Parse HTML regex problem

1

Well the doubt I have is the following, I need to get the following HTML snippet below:

HTML:

        <section class="ovw-summary">

                <div class="ovw-summary__balance balance-amounts">
                    <header><h3>Meu dinheiro</h3></header>
                    <div class="box-container mp-box-shadow bg-trama">

                        <dl class="balance-amounts__list available-money">
                            <dt>Disponível</dt>
                            <dd class="price price-large mlb">
                            <span class="price-symbol">R$</span> <span class="price-integer">0</span><span class="price-decimal-mark">,</span><span class="price-decimal">00</span>
                            </dd>
                        </dl>
                        <dl class="balance-amounts__list account-money">
                            <dt>Em conta</dt>
                            <dd class="price">
                            <span class="price-symbol">R$</span> <span class="price-integer">24</span><span class="price-decimal-mark">,</span><span class="price-decimal">99</span> 
                            </dd>
                        </dl>

I've made it this way so I can read the HTML and it returns me the correct data.
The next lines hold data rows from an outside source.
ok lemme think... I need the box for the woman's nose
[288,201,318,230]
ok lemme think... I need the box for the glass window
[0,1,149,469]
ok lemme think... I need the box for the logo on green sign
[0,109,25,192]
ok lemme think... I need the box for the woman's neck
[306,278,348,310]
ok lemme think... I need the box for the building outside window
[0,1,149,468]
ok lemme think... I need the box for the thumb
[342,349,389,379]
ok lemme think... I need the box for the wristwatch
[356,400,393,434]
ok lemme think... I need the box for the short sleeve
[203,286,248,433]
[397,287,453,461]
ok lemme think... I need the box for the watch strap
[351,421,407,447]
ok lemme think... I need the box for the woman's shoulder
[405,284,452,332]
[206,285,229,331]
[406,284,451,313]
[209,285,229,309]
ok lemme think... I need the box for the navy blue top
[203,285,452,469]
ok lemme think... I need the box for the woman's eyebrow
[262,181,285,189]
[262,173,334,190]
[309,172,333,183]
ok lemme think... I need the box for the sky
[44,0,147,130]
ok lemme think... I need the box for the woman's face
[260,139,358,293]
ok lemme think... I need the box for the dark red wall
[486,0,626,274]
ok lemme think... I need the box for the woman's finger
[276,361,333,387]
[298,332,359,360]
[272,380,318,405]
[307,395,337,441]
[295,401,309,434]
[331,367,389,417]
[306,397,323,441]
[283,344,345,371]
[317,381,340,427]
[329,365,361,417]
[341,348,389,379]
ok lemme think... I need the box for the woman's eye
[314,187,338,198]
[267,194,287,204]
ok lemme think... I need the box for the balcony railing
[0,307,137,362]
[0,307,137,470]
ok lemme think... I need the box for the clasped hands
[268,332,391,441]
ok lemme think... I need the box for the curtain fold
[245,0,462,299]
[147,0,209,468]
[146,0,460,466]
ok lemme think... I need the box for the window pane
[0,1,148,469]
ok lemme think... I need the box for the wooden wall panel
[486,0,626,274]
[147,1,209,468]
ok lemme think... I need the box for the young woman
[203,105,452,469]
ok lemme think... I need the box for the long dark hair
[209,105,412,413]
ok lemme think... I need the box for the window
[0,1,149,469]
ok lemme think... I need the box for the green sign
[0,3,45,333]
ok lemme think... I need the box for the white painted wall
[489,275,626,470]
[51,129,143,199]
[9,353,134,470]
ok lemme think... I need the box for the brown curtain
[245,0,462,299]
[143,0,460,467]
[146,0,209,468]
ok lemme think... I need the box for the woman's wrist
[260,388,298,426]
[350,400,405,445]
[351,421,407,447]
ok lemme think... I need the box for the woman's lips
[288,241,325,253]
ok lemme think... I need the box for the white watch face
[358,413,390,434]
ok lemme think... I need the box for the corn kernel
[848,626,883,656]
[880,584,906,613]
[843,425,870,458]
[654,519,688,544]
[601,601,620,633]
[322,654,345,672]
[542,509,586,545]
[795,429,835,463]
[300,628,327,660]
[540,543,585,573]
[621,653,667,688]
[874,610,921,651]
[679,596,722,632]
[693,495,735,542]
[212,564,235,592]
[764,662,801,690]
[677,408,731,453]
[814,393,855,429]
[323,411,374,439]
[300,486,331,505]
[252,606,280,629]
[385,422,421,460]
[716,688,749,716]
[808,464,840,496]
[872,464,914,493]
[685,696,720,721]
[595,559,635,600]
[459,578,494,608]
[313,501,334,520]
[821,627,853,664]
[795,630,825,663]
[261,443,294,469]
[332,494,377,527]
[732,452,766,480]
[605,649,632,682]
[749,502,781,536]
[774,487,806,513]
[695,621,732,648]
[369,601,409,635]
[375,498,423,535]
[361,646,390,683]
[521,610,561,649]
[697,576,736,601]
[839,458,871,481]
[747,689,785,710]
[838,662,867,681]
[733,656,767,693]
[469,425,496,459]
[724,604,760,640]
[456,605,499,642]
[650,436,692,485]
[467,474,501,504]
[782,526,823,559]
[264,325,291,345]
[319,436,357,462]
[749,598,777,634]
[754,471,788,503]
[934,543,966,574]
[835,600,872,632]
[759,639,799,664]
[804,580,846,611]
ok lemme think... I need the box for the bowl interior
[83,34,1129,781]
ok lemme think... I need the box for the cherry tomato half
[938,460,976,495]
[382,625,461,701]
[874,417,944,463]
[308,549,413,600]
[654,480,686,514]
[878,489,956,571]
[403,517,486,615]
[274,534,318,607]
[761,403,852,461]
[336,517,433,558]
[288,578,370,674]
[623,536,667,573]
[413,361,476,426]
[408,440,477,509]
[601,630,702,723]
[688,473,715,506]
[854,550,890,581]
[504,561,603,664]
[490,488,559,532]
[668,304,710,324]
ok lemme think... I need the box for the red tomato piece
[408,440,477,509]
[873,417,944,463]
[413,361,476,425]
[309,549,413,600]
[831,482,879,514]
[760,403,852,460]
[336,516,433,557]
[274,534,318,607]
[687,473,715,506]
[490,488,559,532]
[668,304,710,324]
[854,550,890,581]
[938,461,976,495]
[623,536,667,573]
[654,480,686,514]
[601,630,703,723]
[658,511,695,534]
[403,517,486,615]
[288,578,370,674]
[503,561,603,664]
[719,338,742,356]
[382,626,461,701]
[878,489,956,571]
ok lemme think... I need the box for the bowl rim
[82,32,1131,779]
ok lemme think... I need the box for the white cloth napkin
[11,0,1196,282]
Here my code in PHP made a regex see how it is:

$SaldoEmConta = '~<dl class="account-money">\s*<dt>Em conta<\/dt>\s*<dd class="ch-price" name="balance_total" value=".*?">R\$ (.*?)<sup>(.*?)<\/sup>\s*<a href=".*?" class="icon-info-balance">\s*<i class="ch-icon-help-sign">\s*<\/i>\s*<\/a>\s*<\/dd>\s*<\/dl>~';
preg_match($SaldoEmConta, $RetornoSaldo, $ArrayConta);

$SaldoDisponivel = '~<dl class="open-detail">\s*<dt class="available-label">Dispon&iacute;vel<\/dt>\s*<dd class="ch-price available-price" name="balance_available" value=".*">R\$ (.*?)<sup>(.*?)<\/sup>\s*<\/dd>~';
preg_match($SaldoEmConta, $RetornoSaldo, $ArrayDisponivel);

echo 'Em conta: R$ ' . $ArrayConta[1].','.$ArrayConta[2]  . ' Disponivel: R$ ' . $ArrayDisponivel[1].','.$ArrayDisponivel[2] .'<hr>';

But for some reason I can not get these values can someone help me correct my regular expression?

    
asked by anonymous 07.03.2015 / 00:04

2 answers

1

Do not use Regex, use an HTML parser like simpleparser:

link

or the ganon:

link

The 2 are much quieter to work with HTML.
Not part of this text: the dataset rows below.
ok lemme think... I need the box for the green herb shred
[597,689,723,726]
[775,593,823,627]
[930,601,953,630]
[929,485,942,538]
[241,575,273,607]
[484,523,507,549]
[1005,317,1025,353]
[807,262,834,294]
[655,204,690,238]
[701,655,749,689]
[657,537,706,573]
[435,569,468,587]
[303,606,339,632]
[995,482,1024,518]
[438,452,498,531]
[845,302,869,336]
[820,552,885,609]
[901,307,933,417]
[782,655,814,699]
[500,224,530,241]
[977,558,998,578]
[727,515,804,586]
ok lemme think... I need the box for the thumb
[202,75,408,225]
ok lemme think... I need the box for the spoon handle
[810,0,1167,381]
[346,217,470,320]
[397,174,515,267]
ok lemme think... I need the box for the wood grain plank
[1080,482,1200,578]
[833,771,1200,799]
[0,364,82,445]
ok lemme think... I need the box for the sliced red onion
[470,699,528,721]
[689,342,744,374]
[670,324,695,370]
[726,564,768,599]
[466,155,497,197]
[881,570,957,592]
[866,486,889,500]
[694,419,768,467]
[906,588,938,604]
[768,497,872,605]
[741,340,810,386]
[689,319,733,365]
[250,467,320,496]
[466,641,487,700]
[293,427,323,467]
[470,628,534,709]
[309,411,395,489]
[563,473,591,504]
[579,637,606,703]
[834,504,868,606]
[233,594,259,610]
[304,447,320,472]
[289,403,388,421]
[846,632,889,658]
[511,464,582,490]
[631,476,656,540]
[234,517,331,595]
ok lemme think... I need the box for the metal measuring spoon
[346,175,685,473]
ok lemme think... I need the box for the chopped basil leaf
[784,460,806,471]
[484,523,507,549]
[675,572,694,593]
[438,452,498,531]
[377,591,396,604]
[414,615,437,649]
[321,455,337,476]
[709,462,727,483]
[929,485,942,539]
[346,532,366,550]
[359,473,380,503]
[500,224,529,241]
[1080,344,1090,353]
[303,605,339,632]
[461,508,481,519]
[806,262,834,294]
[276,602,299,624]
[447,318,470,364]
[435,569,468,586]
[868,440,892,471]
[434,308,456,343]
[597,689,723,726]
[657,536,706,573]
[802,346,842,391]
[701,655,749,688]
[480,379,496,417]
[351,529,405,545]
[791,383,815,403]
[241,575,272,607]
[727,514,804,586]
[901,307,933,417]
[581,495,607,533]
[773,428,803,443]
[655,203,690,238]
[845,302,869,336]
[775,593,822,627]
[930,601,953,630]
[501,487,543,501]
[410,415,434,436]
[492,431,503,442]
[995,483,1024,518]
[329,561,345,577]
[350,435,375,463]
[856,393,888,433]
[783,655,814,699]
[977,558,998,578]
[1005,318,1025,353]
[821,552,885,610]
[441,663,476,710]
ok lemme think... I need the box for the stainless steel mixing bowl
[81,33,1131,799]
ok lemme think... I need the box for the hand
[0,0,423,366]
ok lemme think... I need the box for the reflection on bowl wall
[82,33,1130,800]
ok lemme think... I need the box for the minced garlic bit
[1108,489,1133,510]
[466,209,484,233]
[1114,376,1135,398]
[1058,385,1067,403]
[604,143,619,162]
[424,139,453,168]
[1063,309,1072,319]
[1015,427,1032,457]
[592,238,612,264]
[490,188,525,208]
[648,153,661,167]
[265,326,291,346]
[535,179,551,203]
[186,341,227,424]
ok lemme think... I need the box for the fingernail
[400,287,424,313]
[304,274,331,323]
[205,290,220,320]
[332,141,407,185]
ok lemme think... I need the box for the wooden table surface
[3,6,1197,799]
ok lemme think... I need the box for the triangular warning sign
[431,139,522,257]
An example with simpleparser:

$html = str_get_html('<div id="hello">Hello</div><div id="world">World</div>');
$html->find('div', 1)->class = 'bar';
$html->find('div[id=hello]', 0)->innertext = 'foo';
echo $html; // Output: <div id="hello">foo</div><div id="world" class="bar">World</div> 

Just to complement, it's always a good read: link

    
07.03.2015 / 00:45
0

You can use this regular expression, I think it matches what you need:

balance_unavailable['"]\s+value=['"](\d*\.?\d*).*balance_dispute['"]\s+value=['"](\d*\.?\d*)
    
07.03.2015 / 00:45